The speaker then asked, “How many of you feel as though you have an understanding of what that means and how to address the Big Data problem?”
All the hands disappeared.
So, if you’re confused about Big Data, you’re in good company.
That’s why I thought it might be helpful to clarify a few points about Big Data, and Hadoop in particular.
Big Data means more than a lot of data. While definitions may vary, Big Data experts typically say Big Data fits one or more of the “Three Vs”: volume, velocity and variety. Often, Big Data is described as data that falls outside the scope of traditional relational databases, either because it’s too big, unstructured or needs to be processed too fast.

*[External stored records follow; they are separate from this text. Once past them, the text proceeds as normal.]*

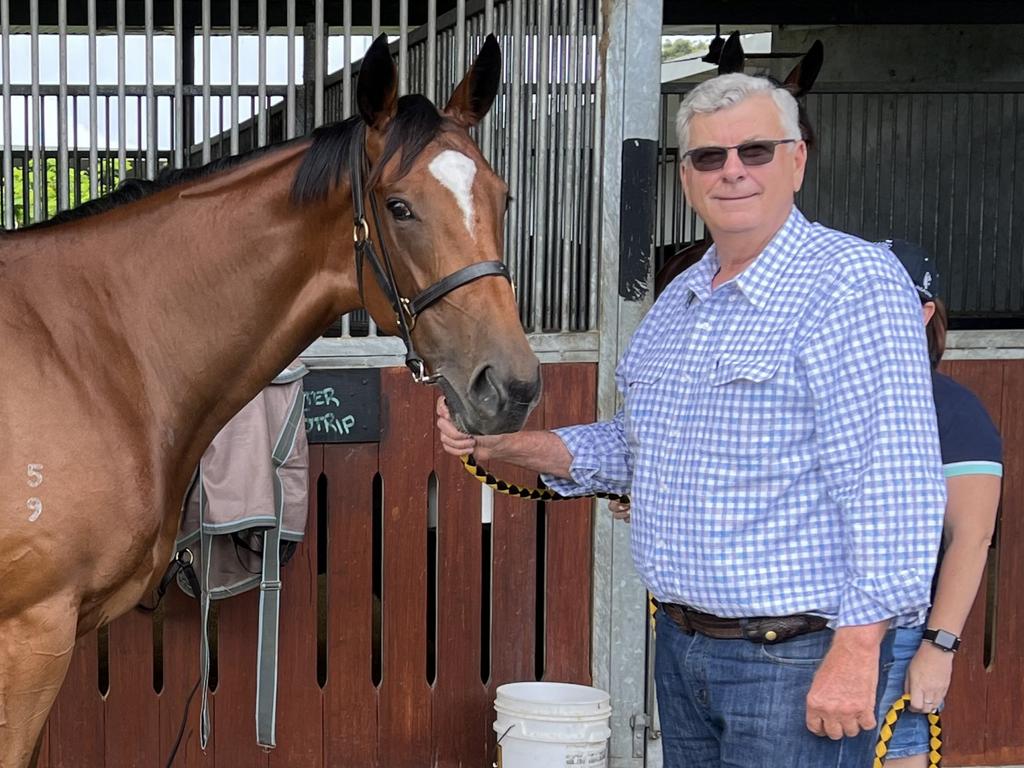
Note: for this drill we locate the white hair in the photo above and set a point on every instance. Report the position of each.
(728, 90)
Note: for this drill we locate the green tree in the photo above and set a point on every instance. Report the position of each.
(24, 189)
(673, 49)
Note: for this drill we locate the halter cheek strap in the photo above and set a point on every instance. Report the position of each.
(406, 310)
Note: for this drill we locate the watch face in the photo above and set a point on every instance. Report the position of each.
(945, 639)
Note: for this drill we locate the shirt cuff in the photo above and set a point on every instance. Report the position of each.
(903, 596)
(587, 464)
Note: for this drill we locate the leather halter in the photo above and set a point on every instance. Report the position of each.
(406, 310)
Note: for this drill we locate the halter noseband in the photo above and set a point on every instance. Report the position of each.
(406, 310)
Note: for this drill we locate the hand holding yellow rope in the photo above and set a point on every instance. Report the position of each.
(541, 495)
(886, 734)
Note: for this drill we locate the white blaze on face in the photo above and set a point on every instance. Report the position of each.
(456, 172)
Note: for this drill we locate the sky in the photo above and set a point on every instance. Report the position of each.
(107, 74)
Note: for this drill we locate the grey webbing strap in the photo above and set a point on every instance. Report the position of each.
(269, 589)
(206, 547)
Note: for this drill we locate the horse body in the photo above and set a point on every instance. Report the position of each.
(131, 338)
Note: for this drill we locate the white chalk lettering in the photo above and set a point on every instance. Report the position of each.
(324, 396)
(330, 424)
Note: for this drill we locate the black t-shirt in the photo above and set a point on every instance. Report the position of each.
(968, 438)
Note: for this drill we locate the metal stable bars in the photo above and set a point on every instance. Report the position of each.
(542, 135)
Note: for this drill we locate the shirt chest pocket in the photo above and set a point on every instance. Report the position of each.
(744, 404)
(649, 400)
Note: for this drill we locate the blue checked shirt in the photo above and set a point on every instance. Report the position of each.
(778, 437)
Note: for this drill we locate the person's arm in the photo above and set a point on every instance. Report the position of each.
(869, 380)
(973, 501)
(539, 450)
(573, 461)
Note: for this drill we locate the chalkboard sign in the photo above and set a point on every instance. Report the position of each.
(343, 406)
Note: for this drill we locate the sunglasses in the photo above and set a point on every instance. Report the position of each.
(751, 153)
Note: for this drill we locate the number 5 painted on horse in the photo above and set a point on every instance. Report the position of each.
(35, 475)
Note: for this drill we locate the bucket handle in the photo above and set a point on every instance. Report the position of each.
(498, 748)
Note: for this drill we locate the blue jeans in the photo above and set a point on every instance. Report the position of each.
(911, 734)
(741, 705)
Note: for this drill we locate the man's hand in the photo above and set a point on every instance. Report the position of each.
(841, 701)
(928, 677)
(459, 443)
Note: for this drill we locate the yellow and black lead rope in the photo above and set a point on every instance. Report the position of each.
(886, 734)
(540, 495)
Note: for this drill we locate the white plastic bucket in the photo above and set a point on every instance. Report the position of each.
(552, 725)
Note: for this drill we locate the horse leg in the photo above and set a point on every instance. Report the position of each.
(35, 650)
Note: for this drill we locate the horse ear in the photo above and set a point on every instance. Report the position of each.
(377, 89)
(473, 96)
(806, 72)
(731, 58)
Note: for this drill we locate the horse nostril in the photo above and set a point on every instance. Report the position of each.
(486, 391)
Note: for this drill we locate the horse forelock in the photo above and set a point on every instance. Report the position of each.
(328, 162)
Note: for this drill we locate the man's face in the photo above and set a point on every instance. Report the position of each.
(738, 199)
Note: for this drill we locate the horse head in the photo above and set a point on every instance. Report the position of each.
(438, 212)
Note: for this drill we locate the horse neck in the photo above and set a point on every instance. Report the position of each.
(215, 287)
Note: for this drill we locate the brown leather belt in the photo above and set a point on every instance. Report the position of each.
(766, 630)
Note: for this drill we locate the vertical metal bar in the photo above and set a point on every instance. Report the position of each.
(122, 99)
(570, 182)
(485, 126)
(206, 81)
(460, 38)
(318, 76)
(8, 160)
(516, 112)
(291, 128)
(235, 75)
(346, 85)
(597, 139)
(62, 196)
(153, 134)
(179, 99)
(402, 47)
(37, 137)
(261, 87)
(431, 89)
(541, 173)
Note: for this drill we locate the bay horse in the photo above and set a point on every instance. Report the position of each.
(132, 331)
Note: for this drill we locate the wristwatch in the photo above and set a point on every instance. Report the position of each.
(942, 639)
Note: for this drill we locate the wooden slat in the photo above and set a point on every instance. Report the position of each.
(181, 665)
(132, 710)
(235, 711)
(300, 720)
(569, 398)
(350, 698)
(76, 724)
(1006, 717)
(407, 459)
(461, 705)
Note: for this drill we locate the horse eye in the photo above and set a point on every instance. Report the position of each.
(400, 210)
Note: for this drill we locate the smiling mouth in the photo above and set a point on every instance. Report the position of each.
(742, 197)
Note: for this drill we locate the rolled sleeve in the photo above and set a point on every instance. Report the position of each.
(875, 424)
(601, 460)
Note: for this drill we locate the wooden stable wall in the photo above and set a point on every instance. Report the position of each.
(984, 719)
(539, 559)
(349, 722)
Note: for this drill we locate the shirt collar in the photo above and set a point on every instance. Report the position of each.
(759, 281)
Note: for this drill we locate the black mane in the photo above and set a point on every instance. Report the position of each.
(327, 162)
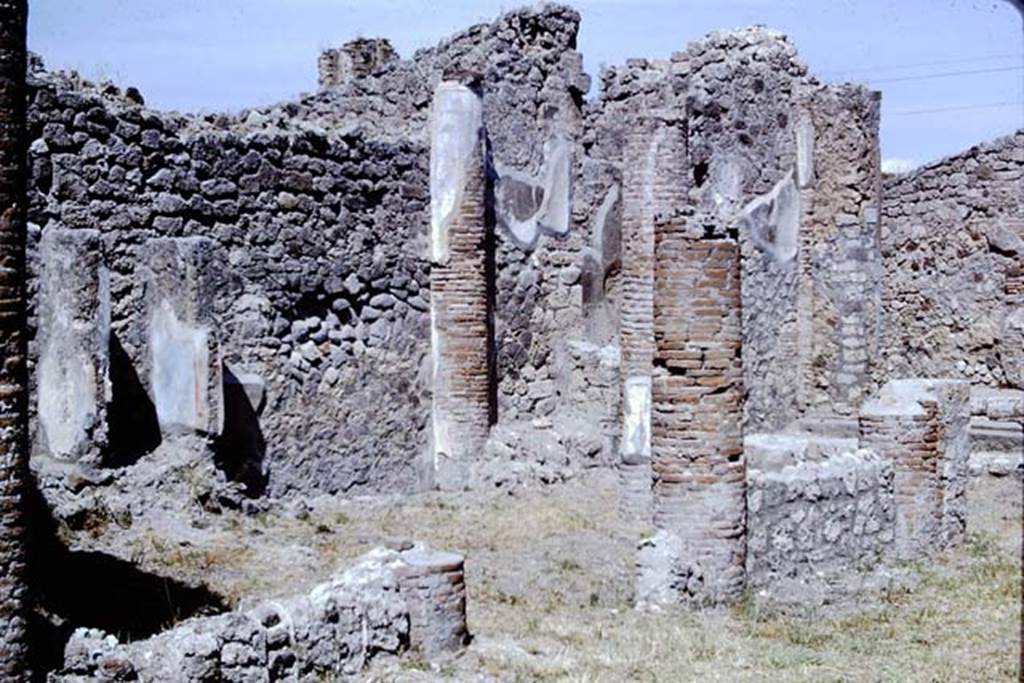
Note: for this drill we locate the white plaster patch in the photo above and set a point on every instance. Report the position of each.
(636, 417)
(180, 357)
(805, 152)
(555, 180)
(67, 395)
(455, 134)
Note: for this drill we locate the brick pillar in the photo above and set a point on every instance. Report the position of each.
(653, 190)
(698, 554)
(183, 351)
(840, 260)
(74, 329)
(434, 588)
(460, 324)
(922, 427)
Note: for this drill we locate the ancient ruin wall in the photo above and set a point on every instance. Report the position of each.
(532, 83)
(952, 244)
(840, 269)
(321, 283)
(816, 522)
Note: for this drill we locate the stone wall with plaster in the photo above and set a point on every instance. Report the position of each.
(952, 244)
(814, 524)
(387, 603)
(922, 427)
(320, 304)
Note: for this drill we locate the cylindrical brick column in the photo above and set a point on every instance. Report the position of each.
(698, 466)
(434, 587)
(922, 427)
(13, 382)
(460, 330)
(653, 189)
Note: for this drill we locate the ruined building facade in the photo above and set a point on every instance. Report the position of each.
(455, 270)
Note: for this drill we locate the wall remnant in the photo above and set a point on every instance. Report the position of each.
(73, 334)
(922, 427)
(386, 603)
(460, 302)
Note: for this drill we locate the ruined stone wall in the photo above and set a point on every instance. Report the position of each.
(321, 275)
(952, 244)
(532, 83)
(840, 265)
(387, 603)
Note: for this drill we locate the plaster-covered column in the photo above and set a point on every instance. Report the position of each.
(183, 358)
(653, 190)
(460, 324)
(74, 329)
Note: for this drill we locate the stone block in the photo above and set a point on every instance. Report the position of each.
(181, 275)
(72, 381)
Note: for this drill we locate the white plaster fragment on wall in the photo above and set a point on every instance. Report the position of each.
(805, 152)
(553, 185)
(773, 220)
(455, 132)
(180, 366)
(636, 418)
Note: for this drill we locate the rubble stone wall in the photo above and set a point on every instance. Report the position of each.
(321, 273)
(816, 521)
(952, 244)
(388, 602)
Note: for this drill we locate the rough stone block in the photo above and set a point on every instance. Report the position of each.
(73, 386)
(181, 333)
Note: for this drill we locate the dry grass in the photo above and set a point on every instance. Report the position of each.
(550, 577)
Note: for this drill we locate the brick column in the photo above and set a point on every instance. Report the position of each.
(653, 190)
(434, 588)
(74, 330)
(699, 472)
(922, 427)
(460, 324)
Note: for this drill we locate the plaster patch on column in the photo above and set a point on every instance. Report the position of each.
(805, 152)
(439, 446)
(772, 220)
(636, 419)
(67, 397)
(180, 363)
(456, 124)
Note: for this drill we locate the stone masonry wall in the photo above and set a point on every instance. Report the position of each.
(532, 83)
(816, 522)
(952, 244)
(323, 295)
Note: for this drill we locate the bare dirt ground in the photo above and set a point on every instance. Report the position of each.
(549, 581)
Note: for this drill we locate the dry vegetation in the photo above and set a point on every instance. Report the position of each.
(549, 579)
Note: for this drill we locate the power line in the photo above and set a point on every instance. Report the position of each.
(920, 65)
(954, 109)
(948, 74)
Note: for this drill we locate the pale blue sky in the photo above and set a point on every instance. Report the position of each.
(228, 54)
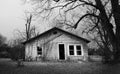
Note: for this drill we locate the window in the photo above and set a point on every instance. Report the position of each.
(71, 50)
(39, 50)
(75, 49)
(55, 32)
(78, 49)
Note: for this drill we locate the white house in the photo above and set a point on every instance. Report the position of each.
(56, 44)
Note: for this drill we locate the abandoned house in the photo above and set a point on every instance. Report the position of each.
(56, 44)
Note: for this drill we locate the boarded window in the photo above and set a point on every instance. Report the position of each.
(71, 49)
(78, 49)
(39, 50)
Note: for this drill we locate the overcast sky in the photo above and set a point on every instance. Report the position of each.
(11, 16)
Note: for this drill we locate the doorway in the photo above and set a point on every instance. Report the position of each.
(61, 52)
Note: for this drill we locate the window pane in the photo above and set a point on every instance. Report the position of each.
(40, 53)
(39, 50)
(78, 52)
(78, 47)
(71, 50)
(71, 47)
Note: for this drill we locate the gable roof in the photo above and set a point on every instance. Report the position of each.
(55, 28)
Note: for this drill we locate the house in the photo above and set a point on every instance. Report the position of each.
(56, 44)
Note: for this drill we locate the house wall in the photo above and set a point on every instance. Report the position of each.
(49, 43)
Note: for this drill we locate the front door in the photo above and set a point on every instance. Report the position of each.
(61, 52)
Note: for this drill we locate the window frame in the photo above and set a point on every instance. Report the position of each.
(75, 49)
(40, 51)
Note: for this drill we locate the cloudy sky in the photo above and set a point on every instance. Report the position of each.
(11, 16)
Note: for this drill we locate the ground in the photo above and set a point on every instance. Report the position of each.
(7, 66)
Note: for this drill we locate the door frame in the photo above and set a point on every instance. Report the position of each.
(59, 51)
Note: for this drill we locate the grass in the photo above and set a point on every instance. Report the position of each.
(7, 66)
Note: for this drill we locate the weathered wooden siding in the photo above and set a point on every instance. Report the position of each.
(49, 43)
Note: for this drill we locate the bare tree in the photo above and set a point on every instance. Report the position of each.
(108, 14)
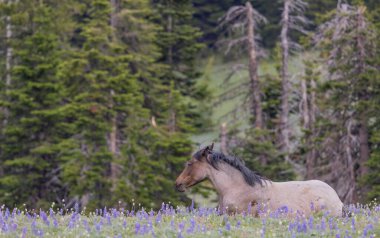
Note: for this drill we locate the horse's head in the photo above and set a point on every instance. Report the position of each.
(196, 169)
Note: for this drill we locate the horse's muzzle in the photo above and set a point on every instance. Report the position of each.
(180, 187)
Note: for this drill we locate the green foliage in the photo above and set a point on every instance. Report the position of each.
(29, 139)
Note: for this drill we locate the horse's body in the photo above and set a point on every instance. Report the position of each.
(239, 188)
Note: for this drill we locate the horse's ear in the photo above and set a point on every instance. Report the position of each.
(208, 149)
(212, 146)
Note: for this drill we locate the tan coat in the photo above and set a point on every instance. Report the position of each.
(306, 197)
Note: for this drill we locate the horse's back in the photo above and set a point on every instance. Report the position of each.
(309, 196)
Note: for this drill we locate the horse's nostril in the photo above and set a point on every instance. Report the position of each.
(178, 186)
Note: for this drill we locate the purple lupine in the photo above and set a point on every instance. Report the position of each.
(181, 226)
(24, 231)
(14, 226)
(158, 217)
(311, 222)
(323, 224)
(238, 223)
(44, 218)
(192, 206)
(86, 226)
(228, 226)
(137, 228)
(369, 227)
(98, 226)
(108, 219)
(76, 207)
(55, 222)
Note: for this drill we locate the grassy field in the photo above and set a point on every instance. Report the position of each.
(184, 222)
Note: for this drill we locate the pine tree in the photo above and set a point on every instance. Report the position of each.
(29, 140)
(349, 39)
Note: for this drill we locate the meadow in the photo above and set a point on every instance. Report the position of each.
(184, 222)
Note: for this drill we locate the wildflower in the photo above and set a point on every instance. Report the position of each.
(238, 224)
(311, 222)
(24, 231)
(137, 228)
(228, 226)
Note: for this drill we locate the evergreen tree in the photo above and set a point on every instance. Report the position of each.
(29, 141)
(349, 40)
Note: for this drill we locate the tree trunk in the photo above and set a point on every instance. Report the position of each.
(253, 74)
(305, 105)
(112, 137)
(306, 127)
(363, 96)
(311, 154)
(172, 113)
(170, 30)
(223, 138)
(8, 61)
(364, 146)
(284, 116)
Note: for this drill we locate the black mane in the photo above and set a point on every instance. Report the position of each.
(250, 177)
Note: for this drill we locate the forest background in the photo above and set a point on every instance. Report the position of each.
(103, 101)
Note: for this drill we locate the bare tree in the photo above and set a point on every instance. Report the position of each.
(8, 58)
(292, 18)
(246, 19)
(112, 136)
(223, 138)
(350, 40)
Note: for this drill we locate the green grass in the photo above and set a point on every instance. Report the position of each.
(186, 222)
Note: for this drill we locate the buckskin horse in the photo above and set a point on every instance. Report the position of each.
(243, 190)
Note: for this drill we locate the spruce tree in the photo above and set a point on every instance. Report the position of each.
(29, 151)
(349, 43)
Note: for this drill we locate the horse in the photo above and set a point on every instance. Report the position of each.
(242, 190)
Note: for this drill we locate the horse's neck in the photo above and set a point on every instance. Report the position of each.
(228, 180)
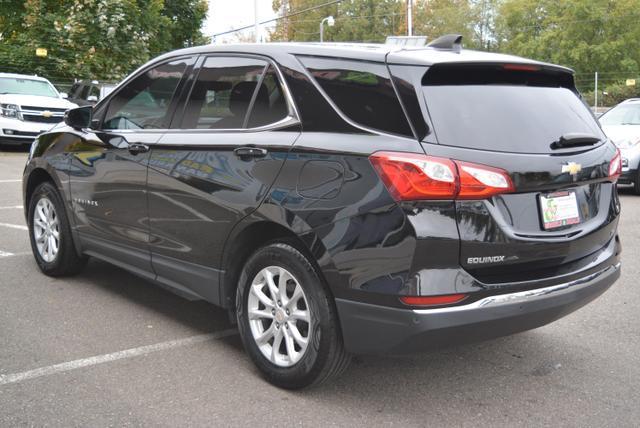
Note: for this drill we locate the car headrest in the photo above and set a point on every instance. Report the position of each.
(240, 97)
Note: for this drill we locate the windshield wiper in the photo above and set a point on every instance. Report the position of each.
(574, 139)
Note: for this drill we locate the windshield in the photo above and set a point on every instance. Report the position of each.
(13, 85)
(507, 118)
(623, 114)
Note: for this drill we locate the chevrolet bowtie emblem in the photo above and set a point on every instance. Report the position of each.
(572, 168)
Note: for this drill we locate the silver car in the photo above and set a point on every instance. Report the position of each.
(622, 126)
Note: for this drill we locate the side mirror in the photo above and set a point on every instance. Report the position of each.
(79, 117)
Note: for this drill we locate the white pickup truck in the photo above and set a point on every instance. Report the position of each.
(29, 105)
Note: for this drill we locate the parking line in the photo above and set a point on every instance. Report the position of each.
(14, 226)
(105, 358)
(5, 254)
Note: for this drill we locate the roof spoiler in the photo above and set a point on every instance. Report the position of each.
(450, 42)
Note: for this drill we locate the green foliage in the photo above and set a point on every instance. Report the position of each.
(103, 39)
(615, 93)
(586, 35)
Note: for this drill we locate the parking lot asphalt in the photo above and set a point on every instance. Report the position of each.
(105, 348)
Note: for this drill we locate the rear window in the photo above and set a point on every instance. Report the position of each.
(498, 109)
(362, 91)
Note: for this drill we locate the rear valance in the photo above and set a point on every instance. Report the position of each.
(497, 74)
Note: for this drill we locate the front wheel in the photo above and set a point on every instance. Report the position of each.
(287, 320)
(50, 233)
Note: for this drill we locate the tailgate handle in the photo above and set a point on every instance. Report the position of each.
(250, 152)
(573, 139)
(137, 148)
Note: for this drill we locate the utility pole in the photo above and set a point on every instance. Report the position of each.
(595, 93)
(409, 18)
(255, 20)
(330, 21)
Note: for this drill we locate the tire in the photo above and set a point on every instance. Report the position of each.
(46, 218)
(324, 355)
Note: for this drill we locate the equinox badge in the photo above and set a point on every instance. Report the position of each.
(572, 168)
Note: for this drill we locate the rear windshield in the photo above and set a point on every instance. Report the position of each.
(12, 85)
(623, 114)
(507, 111)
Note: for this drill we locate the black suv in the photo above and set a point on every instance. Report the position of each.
(338, 199)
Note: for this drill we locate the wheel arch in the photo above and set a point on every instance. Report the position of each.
(40, 172)
(249, 236)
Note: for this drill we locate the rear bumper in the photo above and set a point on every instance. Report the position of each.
(628, 176)
(373, 329)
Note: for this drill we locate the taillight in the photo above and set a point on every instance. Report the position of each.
(615, 166)
(445, 299)
(480, 181)
(411, 176)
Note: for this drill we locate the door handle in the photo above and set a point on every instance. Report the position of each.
(136, 148)
(250, 152)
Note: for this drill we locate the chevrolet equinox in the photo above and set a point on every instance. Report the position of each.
(338, 199)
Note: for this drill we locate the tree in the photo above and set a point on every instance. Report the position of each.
(355, 20)
(586, 35)
(103, 39)
(180, 25)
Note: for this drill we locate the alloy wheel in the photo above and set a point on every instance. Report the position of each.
(46, 230)
(279, 316)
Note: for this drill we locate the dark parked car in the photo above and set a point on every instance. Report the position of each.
(339, 199)
(89, 92)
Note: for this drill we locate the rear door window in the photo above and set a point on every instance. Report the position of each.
(491, 108)
(144, 102)
(222, 93)
(362, 91)
(235, 93)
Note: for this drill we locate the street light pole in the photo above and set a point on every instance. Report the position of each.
(595, 95)
(255, 20)
(409, 18)
(330, 21)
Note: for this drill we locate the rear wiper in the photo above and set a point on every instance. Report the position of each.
(574, 139)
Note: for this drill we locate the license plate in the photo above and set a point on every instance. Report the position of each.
(559, 209)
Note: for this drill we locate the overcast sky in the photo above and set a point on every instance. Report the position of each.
(229, 14)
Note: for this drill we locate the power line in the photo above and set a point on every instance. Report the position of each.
(309, 9)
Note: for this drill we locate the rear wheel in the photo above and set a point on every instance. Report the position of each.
(50, 233)
(287, 320)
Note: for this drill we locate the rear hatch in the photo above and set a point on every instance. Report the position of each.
(528, 120)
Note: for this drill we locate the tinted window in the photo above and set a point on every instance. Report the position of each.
(270, 105)
(144, 102)
(223, 92)
(94, 92)
(519, 115)
(74, 89)
(85, 92)
(362, 91)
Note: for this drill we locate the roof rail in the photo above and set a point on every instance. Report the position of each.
(450, 42)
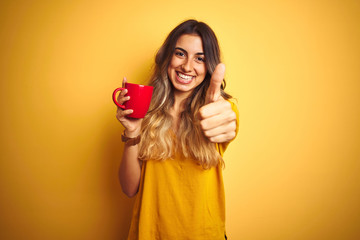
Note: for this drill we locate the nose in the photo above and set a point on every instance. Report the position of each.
(187, 65)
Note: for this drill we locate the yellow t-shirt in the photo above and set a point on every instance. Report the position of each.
(179, 200)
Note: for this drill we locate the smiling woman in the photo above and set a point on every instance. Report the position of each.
(176, 169)
(187, 67)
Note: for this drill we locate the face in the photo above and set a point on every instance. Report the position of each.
(187, 66)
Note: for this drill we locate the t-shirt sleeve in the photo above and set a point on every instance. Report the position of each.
(221, 147)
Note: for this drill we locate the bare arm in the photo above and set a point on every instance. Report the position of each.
(130, 167)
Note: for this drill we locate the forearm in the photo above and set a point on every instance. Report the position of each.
(130, 170)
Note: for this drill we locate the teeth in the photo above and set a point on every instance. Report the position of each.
(185, 77)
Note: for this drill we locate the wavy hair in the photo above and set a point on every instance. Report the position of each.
(158, 141)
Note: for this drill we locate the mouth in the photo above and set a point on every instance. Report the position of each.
(183, 78)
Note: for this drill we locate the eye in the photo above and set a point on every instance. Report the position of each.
(180, 54)
(200, 59)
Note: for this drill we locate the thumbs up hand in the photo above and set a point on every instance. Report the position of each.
(218, 120)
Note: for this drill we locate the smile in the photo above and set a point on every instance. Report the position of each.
(182, 78)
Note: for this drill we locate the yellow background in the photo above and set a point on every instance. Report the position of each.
(294, 67)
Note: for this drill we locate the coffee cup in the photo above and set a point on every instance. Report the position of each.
(140, 98)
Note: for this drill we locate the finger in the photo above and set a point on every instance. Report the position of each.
(123, 113)
(218, 120)
(121, 99)
(213, 93)
(214, 108)
(223, 129)
(124, 81)
(225, 137)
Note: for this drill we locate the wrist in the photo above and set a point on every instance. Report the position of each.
(131, 134)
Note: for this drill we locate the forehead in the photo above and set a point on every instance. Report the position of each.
(190, 42)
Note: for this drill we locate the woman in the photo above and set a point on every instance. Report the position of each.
(172, 158)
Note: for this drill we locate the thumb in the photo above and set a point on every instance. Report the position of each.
(213, 93)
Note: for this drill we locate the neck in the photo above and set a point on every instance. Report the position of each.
(177, 108)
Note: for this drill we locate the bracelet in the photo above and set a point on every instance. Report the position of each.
(130, 141)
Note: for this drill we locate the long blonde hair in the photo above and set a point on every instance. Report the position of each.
(158, 141)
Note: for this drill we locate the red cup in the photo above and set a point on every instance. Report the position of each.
(140, 98)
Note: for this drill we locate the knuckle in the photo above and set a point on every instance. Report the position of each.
(203, 124)
(202, 112)
(207, 133)
(231, 135)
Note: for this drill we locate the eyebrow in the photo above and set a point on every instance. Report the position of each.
(181, 49)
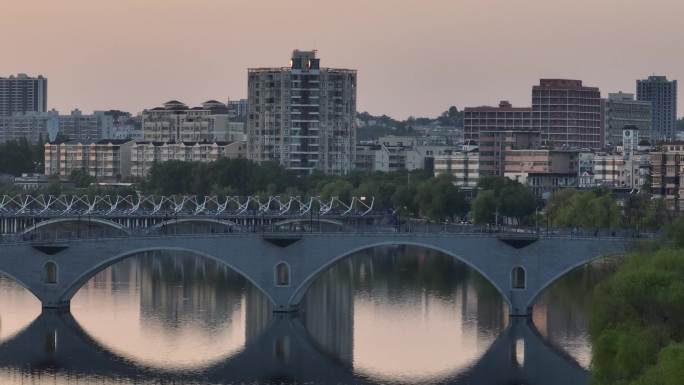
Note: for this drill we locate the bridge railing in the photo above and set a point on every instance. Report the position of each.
(444, 229)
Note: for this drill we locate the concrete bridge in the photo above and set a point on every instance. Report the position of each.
(282, 352)
(284, 265)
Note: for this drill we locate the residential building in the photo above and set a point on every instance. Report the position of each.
(35, 127)
(463, 165)
(567, 113)
(303, 116)
(505, 117)
(494, 145)
(543, 170)
(662, 94)
(106, 159)
(620, 110)
(667, 169)
(365, 156)
(609, 170)
(23, 94)
(31, 181)
(176, 122)
(145, 154)
(79, 127)
(238, 110)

Hadoop is a misnomer. What’s called “Hadoop” is really slang for a bunch of different open source software. Apache lists eight other solutions as part of Hadoop-related projects, which I’ll discuss in a future post. What people really mean by “Hadoop” is the “Hadoop Core,” which is:
The Hadoop Distributed File System, which is a way to create clustered, or distributed storage. Its advantage: It’s fast, self-healing and fault tolerant — which makes it hard to break. Best news: You can run it on any server (techies will call these “nodes”) you want, and since it’s open source, it’s cheap to do so. Need more space? Add more nodes.
MapReduce, which programmers use to write applications to very rapidly process large amounts of data on this file system.
MapReduce is really the workhorse of Hadoop. MapReduce “divides and conquers” the data, according to Hadoop creator Doug Cutting. With MapReduce, you can put all those nodes to work processing the data locally, which makes it fast and powerful. It can process a whole data set that’s spread across hundreds, even thousands, of computers in parallel chunks. MapReduce then collects and sorts the process data.
James Kobielus, who now works at IBM, told me while he was still Forrester Research’s Hadoop expert that MapReduce is really the heart of Hadoop.
By the way, since this blog is about integration, MapReduce can be used to “enable” the data integration layer for Hadoop stores.
Hadoop is not an analytics platform. Although Hadoop is most frequently talked about and used for analytics, it’s not really an analytics platform. Actually, it can also be used with a more traditional analytic environment, like SAS, according to Ravi Kalakota, Ph.D. and partner at LiquidAnalytics. Another common way to use Hadoop for analytics is to use the R programming language — favored by statisticians — to write MapReduce jobs.
In addition to analytics, Hadoop can be used for archiving and for ETL (extract, transform and load) and filtering.
Hadoop is not the only way to handle Big Data. Big Data has been around for a long time, as established vendors will tell you. In fact, you can handle high volumes of data with massively parallel-processing (MPP) databases, such as those offered by Greenplum, Aster Data (now owned by Teradata) and Vertica. And, of course, the big enterprise tech companies — IBM, Oracle, Microsoft, Greenplum — all offer Big Data solutions; although, increasingly, they’re incorporating Hadoop into these platforms.